Die Kirsche trotzt dem Sturm alles ab, peitscht mit ihren Zweigen um sich. Erst wie einzelne Münzen in einer Spardose, dann immer schneller klopft es gegen unser Vordach, ein Hagel. Nachdem meine Mutter die Küche verlassen hat, öffne ich das Fenster und lege ein Foto von Opa Slavko und mir auf den Sims. Der kalte Wind greift nach meinem Gesicht, ich schließe das Fenster. Auf den anderen bräunlichen Fotos stehen Leute in längs gestreiften Badeanzügen, knöcheltief in der Drina. Solche Badenzüge gibt es heute nicht mehr, die Hündin und ihre vier Welpen wahrscheinlich auch nicht. Der junge Opa Slavko mit Hut streichelt die Welpen und freut sich. Welches ist das letzte Foto von ihm? Wie alt werden Hunde und kenne ich einen der Welpen? Irgendwann gibt es von Hunden und Menschen keine neuen Fotos mehr, weil ihr Leben fertig ist. Wie aber fotografiert man ein Lebenzuende? Wenn ich fertig bin, fotografiert mich in der Erde, werde ich allen sagen. In siebzig Jahren geht das. Fotografiert, wie mir die Nägel wachsen und wie ich dünner werde und meine Haut verliere.
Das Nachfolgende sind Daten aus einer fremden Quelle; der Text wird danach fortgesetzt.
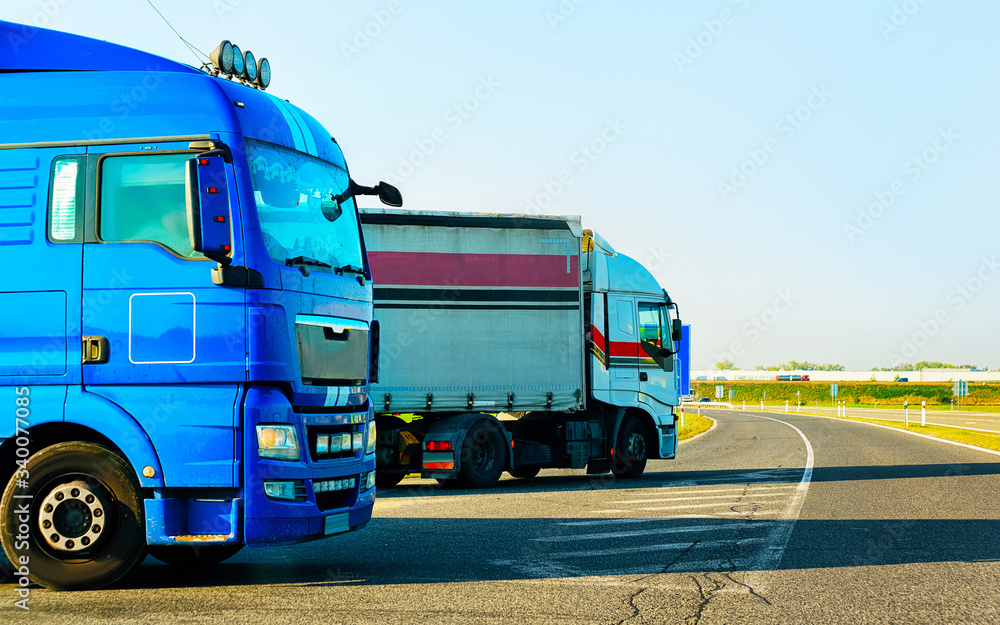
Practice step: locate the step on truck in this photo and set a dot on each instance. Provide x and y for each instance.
(516, 343)
(185, 310)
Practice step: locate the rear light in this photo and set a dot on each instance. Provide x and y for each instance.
(447, 465)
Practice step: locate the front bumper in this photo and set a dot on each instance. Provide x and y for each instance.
(312, 515)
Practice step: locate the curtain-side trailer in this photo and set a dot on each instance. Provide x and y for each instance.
(516, 342)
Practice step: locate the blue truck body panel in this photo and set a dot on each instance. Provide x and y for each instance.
(190, 366)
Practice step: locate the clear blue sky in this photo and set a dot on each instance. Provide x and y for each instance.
(824, 106)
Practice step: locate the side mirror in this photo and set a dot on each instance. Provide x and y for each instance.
(208, 212)
(389, 195)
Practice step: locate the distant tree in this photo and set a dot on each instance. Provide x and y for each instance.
(794, 365)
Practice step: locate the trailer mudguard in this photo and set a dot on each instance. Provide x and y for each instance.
(455, 429)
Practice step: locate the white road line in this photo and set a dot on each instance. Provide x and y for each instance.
(661, 519)
(650, 532)
(770, 558)
(730, 497)
(595, 553)
(721, 504)
(735, 489)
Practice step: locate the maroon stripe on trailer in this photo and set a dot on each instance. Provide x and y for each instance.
(510, 270)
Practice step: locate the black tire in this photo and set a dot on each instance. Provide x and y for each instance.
(483, 457)
(203, 555)
(388, 479)
(631, 448)
(88, 499)
(525, 474)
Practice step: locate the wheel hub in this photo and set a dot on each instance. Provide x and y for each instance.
(72, 517)
(637, 446)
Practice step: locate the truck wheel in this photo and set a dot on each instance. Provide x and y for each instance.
(204, 555)
(77, 518)
(631, 449)
(525, 474)
(388, 479)
(482, 455)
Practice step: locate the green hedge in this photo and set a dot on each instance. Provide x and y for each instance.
(854, 393)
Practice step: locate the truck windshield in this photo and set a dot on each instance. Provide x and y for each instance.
(300, 216)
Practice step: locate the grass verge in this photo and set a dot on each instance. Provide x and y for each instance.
(985, 440)
(694, 425)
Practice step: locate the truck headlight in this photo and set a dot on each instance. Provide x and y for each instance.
(278, 442)
(370, 437)
(367, 481)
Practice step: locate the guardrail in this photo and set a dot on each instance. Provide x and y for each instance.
(709, 404)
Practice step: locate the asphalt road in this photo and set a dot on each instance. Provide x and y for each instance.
(767, 519)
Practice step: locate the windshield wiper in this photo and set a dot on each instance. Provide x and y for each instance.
(350, 269)
(304, 263)
(305, 260)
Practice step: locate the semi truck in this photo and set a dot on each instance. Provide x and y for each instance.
(185, 313)
(516, 343)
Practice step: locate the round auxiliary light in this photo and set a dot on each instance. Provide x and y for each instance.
(263, 73)
(222, 57)
(251, 66)
(238, 66)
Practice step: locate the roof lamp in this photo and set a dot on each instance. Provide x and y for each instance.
(251, 66)
(238, 66)
(263, 73)
(222, 57)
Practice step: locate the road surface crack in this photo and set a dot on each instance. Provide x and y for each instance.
(706, 597)
(750, 588)
(631, 604)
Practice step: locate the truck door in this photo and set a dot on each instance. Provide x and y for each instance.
(623, 344)
(160, 339)
(657, 386)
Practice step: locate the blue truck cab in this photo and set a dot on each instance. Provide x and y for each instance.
(186, 337)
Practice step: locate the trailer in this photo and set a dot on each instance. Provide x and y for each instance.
(516, 343)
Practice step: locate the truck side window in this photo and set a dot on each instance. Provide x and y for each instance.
(142, 199)
(650, 324)
(625, 317)
(66, 199)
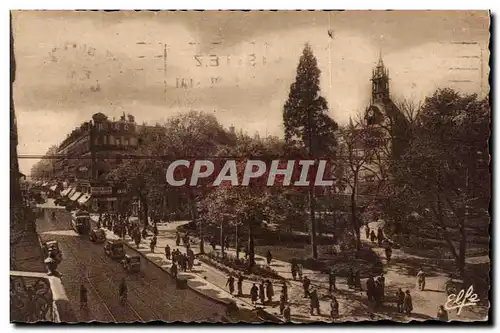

Alles Abgeschlossene und jeder Tod kommen mir unnötig und unglücklich und unverdient vor. Sommer werden Herbst, Häuser werden abgerissen und Menschen auf den Fotos werden Fotos auf den Grabsteinen. So viele Dinge sollten nicht fertig werden – Sonntage nicht, damit Montage nicht kommen, Staudämme nicht, damit Flüsse nicht aufgehalten werden. Tische sollten nicht lackiert werden, vom Geruch bekomme ich Kopfweh, die Ferien nicht Schulanfang, die Zeichentrickfilme nicht Nachrichten. Auch meine Liebe zu Danijela mit dem sehr langen Haar hätte nicht zu einer unerwiderten werden dürfen. Und man sollte niemals Zauberhüte mit Opa fertig gebastelt haben, sondern mit ihm endlos über die Vorteile eines Lebens als Zauberer im Dienst des Kommunistischen Bundes reden und darüber, was passieren kann, wenn man Brot mit Sternenschweifstaub würzt.

Ich bin gegen das Enden, gegen das Kaputtwerden! Das Fertige muss aufgehalten werden! Ich bin der Chefgenosse für das Immerweitergehen und unterstütze das Undsoweiter!

Im letzten Fotoalbum finde ich ein Bild von der Brücke über die Drina. Die Brücke sieht aus wie immer, nur dass Gerüste ihre elf Bögen umzäunen. Menschen stehen auf dem Gerüst, sie winken, als sei die Brücke ein Schiff, das gleich abfahren wird, den Fluss hinab. Trotz der Gerüste sieht die Brücke fertig aus. Sie ist komplett, die Gerüste können ihrer Schönheit und ihrem Nutzen nichts anhaben. Dieses riesige Vollendetsein unserer Brücke macht mir nichts aus. Die Drina ist reißend, schnell: die breite, die gefährliche Drina – ein junger Fluss!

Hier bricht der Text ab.